The last string to be used has colored lights. If all goes well, these will wrap around the dead trees, and the vines will grow around them.

Splashing and Feeding at the Jackson Bird Spa
The area between two trees (unwisely planted close together) is ideal for bird feeding and bathing. They have plenty of suet and some meal worms to eat, a file cabinet for seed, and four places to bathe and drink.

If I can find a shallow plastic pan or pool, I will use that to increase the water available. In case anyone wonders how popular this bird spa is - the pans are dry and befouled (befowled?) at the end of each day.
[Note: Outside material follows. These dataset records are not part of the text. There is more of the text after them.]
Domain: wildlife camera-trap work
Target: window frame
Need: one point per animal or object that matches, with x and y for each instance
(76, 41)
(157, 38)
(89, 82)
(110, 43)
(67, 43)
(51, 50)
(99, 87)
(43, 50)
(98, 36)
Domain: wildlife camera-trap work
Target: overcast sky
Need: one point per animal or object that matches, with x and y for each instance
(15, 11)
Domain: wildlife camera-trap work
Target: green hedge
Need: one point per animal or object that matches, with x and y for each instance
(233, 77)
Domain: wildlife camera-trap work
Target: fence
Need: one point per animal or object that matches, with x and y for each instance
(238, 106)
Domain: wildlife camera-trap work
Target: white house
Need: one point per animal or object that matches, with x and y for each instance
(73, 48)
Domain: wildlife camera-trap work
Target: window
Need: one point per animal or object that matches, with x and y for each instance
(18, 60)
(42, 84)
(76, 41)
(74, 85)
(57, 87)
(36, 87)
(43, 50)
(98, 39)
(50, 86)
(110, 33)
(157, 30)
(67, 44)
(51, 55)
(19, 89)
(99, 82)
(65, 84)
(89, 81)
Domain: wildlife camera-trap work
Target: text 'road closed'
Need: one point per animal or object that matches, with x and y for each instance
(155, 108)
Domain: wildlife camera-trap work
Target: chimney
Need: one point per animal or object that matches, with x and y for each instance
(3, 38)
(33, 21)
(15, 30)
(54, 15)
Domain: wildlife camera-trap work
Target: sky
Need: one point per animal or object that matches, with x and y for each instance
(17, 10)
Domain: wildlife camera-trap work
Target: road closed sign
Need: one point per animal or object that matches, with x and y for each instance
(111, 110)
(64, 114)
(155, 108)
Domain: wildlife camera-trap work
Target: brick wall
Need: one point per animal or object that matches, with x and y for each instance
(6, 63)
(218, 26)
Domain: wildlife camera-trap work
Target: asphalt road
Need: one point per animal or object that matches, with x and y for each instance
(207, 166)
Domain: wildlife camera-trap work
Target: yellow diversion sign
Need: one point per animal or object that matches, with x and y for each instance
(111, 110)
In the sunlight the birds cavort, splash, drink, eat and entertain us.

We leave the bedroom window open to hear their happy burbling, with a feeder and even more suet inches away. Sometimes a starling will be flying in for some food and spot me watching, "Reverse thrusters. Abort! Abort!" And he flies away. They are quite content to eat with me inches away, and I enjoy hearing them from so close. This takes time, because birds are always suspicious at first.

Cardinals are the most wary, so I was pleased to have a male inches away. He thought over his options and left, but not before looking me over.


This Bella Vista squirrel dominated our feeder at times,
but we had Blue Jays nesting in the bush and
cardinals feeding all winter.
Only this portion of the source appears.